Lymphomas are the most common malignant tumors of the head and neck region in children. Hodgkin's lymphoma tends to affect the internal jugular chain lymph nodes extending to the superior mediastinal nodes. It can also affect the spleen, lungs, bone, bone marrow and rarely liver. Non-Hodgkin lymphoma (NHL) more commonly demonstrates extranodal disease[2].

  • On CT affected lymph nodes are round, enlarged, homogenous and isodense to muscle. Enlarged nodes may show homogeneous postcontrast enhancement (Fig 10.). Calcifications may bee seen following radiation therapy.
  • On MR imaging enlarged nodes are usually isointense on T1 weighted images and hyperintense on T2-weighted imaging. On postcontrast images they demonstrate variable, usually mild, homogenous enhancement.
    Fig 10: Hodgkin's lymphoma. Coronal postcontrast CT shows bulky homogenously enhancing nodes of the neck and mediastinum (arrows).

Neuroblastoma

Neuroblastoma is a subtype of rare primitive neuroectodermal tumors (PNETs)[6]. It may occur anywhere along the sympathetic chain. Imaging usually reveals a soft tissue mass that may merge with adjacent lymph nodes.

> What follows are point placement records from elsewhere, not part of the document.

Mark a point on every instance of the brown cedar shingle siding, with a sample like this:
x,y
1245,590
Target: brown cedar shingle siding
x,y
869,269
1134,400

  • On CT the tumor typically appears heterogeneous with calcifications, sometimes with internal areas of hemorrhage or necrosis.
  • MRI usually demonstrates low signal on T1 and high heterogenous signal on T2 weighted imaging with cystic or necrotic areas. Following contrast application, heterogeneous enhancement is seen (Fig 11.).
    Fig 11: Neuroblastoma. Coronal T1WI(A), sagittal fat-suppressed T2 (B), and contrast-enhanced axiall (C) and coronal (D) T1WI demonstrate a heterogeneously enhancing solid lower cervical soft tissue mass that extends to the upper mediastinum (arrows).

Epithelioid sarcoma

Epithelioid sarcoma (ES) is a rare slow-growing mesenchymal tumor, usually located in the extremities, and exceptionally in the neck area [12].

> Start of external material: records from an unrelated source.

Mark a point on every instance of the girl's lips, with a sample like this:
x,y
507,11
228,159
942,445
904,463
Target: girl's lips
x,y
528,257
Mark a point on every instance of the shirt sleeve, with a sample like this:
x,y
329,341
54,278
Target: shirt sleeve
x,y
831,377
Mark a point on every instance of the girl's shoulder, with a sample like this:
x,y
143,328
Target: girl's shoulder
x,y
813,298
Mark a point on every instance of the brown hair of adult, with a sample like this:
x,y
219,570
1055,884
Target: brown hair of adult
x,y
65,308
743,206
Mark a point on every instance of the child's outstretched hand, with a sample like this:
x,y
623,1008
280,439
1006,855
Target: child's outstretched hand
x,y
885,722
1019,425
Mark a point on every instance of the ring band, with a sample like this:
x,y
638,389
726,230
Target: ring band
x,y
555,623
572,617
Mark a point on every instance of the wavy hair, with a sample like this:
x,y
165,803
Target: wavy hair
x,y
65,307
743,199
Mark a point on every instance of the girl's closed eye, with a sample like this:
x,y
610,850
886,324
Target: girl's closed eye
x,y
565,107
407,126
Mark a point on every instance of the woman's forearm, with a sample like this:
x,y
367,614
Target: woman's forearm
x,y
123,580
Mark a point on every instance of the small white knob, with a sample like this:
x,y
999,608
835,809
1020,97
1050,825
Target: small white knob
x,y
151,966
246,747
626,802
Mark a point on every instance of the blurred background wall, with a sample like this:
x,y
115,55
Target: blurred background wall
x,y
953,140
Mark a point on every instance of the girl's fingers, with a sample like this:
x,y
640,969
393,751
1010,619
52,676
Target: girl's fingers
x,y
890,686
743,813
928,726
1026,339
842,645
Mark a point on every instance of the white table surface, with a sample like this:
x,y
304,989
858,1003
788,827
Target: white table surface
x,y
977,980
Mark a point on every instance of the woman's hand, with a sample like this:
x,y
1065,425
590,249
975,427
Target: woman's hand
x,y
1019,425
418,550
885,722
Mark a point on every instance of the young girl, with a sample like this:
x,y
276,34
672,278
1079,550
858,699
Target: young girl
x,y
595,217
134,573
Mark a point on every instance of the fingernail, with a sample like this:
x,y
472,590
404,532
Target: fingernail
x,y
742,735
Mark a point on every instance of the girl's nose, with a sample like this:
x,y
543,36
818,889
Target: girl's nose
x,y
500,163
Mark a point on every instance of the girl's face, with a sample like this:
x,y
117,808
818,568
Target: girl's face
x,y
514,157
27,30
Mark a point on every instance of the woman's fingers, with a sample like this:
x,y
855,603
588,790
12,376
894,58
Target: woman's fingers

  • On CT ES shows lobulated or contours and sometimes peripheral calcifications[13].
  • On MR it exibits heterogeneous patterns due to varying amounts of necrosis, hemorrhage, and granulomatous areas. Signal intensity on T1 and T2 weighted images is variable. On T2 it may be iso to hyperintense compared to muscles. The tumor shows heterogenous postcontrast enhancement (Fig 12.).
    Fig 12: Epithelioid sarcoma. Axiall T2WI (A), sagittal T2WI (B), fat-suppressed T2 (D), and contrast enhanced T1WI (C) demonstrate irregular soft tissue mass with heterogenous post-contrast enhancement, extending from the clivus towards the retropharyngeal space.